The Kennedy School, founded to train students for careers in government service, has struggled in the past decade to balance the lure of the private sector with its public mission, as a significant number of graduates have used their Kennedy degrees to land high-paying jobs in business. School officials have sought to reverse the trend, and earlier this year, Harvard became the first university in the nation to establish a schoolwide fund to encourage more graduates to take lower-paying jobs in public service.
Ric Arthur, a third-year student from California who plans to go to work for a nonprofit film production company after graduation, said the selection of Romney feels out of step with the priorities of the school.

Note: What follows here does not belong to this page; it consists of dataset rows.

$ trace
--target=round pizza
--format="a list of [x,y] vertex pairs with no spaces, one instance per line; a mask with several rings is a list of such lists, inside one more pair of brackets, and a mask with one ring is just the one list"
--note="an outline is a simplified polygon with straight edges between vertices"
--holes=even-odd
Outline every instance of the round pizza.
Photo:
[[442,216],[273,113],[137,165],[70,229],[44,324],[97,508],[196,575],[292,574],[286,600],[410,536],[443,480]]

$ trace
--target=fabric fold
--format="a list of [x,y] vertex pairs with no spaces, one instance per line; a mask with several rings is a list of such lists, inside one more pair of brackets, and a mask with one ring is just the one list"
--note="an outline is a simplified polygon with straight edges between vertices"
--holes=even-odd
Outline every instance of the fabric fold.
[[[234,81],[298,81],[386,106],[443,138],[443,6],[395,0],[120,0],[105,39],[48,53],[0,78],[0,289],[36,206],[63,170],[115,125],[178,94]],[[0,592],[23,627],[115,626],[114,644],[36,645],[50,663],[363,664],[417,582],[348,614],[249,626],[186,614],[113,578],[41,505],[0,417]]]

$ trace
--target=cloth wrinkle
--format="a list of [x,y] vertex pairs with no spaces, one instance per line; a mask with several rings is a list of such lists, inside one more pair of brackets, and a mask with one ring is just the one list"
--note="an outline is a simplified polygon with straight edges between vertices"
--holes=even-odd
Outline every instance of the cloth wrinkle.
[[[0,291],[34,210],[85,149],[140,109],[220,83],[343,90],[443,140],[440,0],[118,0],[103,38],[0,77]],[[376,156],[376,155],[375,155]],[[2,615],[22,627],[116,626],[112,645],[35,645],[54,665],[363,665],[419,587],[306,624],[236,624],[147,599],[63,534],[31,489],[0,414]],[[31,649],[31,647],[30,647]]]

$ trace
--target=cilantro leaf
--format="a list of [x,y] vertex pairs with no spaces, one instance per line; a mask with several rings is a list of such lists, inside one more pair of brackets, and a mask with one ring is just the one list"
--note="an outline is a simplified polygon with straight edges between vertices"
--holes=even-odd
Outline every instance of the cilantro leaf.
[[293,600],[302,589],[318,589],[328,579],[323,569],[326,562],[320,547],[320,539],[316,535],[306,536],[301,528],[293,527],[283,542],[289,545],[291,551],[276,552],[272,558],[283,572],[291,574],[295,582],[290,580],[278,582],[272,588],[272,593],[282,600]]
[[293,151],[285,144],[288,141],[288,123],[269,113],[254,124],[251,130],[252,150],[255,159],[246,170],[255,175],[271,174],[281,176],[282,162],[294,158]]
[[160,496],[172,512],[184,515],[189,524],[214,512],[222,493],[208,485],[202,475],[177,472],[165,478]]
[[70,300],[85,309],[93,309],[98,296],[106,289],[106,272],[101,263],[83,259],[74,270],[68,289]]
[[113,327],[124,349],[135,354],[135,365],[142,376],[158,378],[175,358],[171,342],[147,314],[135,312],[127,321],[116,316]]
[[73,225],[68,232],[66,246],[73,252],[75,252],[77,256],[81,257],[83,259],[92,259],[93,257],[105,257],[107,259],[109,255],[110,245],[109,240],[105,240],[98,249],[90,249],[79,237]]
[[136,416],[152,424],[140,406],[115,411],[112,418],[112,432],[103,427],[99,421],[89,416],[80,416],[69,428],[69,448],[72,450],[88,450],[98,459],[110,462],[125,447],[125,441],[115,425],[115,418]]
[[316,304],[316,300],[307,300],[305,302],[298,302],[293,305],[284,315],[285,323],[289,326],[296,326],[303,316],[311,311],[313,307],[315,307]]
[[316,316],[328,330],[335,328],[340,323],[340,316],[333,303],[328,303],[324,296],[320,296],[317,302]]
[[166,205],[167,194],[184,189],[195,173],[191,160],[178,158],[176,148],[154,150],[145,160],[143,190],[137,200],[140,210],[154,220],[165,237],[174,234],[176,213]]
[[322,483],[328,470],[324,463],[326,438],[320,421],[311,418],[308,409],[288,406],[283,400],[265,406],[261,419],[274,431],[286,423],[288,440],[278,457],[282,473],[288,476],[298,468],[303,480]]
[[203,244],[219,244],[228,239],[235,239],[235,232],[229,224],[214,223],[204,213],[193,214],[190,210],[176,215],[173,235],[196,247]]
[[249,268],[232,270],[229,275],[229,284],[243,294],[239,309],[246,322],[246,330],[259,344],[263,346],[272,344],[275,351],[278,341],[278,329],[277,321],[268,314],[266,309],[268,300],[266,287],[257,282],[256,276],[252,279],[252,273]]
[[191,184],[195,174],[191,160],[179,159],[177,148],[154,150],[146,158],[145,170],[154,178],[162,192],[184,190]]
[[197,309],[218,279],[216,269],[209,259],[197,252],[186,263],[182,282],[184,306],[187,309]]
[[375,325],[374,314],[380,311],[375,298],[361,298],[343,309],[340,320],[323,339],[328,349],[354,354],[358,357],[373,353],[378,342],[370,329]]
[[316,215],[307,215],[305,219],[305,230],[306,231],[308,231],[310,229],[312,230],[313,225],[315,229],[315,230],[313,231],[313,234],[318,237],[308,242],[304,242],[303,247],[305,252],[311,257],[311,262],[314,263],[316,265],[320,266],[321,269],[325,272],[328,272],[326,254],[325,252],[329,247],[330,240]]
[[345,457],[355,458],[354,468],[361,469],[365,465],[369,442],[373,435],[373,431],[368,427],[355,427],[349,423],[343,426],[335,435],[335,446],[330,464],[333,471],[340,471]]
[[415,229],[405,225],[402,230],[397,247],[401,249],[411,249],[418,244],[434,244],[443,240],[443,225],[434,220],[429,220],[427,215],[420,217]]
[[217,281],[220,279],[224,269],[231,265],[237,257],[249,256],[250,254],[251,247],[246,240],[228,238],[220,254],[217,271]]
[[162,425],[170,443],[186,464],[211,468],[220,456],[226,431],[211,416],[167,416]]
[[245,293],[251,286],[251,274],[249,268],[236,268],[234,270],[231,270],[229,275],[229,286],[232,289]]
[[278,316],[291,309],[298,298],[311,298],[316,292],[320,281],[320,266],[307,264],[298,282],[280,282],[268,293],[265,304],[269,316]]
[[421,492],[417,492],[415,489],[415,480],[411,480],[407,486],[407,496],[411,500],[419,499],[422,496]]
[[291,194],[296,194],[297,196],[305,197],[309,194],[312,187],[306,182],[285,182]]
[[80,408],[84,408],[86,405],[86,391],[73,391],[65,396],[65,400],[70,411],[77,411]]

''With most students heading toward a life in public service, people question whether a career businessman and new politician has the experience to speak to our concerns,'' he said.
Now, the crux of the matter: Romney was a career businessman! The Shame! These people obviously aren't old enough to remember Romney's Senate campaign. But what scares me is the idea that it is positively bad to be a businessman. I mean, government service is a noble calling, but it really frightens me to hand governmental power to people who think that people who work in the private sector are to be looked down on, which is the attitude that comes through here. (Of course, it might occur to more thoughtful observers that Romney went into private business precisely to make some accomplishments of his own before running for office, since his dad had been Governor of Michigan and at one point was seen as the front-runner in a presidential primary campaign.)
The Kennedy school should be training people who understand that the private sector is ultimately the iceberg in our society, and government is the tip. Sounds like some people aren't getting the message.